I'll never understand why Hollywood has such a hard time with adapting cartoons to live-action films, especially summer blockbusters.
Consider that most summer movies use the same kind of short-attention-span logic found in most Saturday morning cartoons, and it would seem to be a no-brainer, right?
Unfortunately, no-brainers are what we tend to get. And, after watching Inspector Gadget
, I think I've pinpointed why. Oh, there's the obvious reason--that the absurdity of most Saturday morning shows doesn't translate well to live-action--but the visuals required for something like Gadget
are trivial in a post-Jurassic Park
The real problem, I think, is that the people who make (or, since this is Hollywood, alter) these films rarely bother to get an understanding of what they're adapting. A particularly glaring example is Joel Shumacher's Batman & Robin
, which played more like a homoerotic leatherboy variation on the 1960s TV show than any of the Dark Knight comics that have been on the racks for the last 25 years.
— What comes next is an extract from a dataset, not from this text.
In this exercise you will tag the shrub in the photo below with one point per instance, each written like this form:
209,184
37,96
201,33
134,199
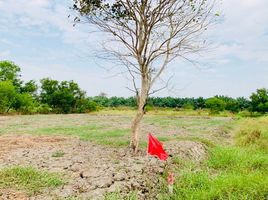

The same applies to Inspector Gadget
: it's based more on a superficial reading of the original TV show, rather than any concerted effort at understanding what made it tick.
Case in point: Gadget (Matthew Broderick) saves the day in the movie by--eventually--plotting a course of action quite deliberately, and executing it to the best of his ability. He's not terribly swift, but wowsers, does he try hard. And that's what carries him through.
Hello? As any ten-year-old who's watched the show can tell you, Gadget never
solves anything intentionally. In fact, he's usually oblivious to what's going on around him, functioning in his own little universe that only intersects with ours when his niece Penny practically gift-wraps a criminal for him.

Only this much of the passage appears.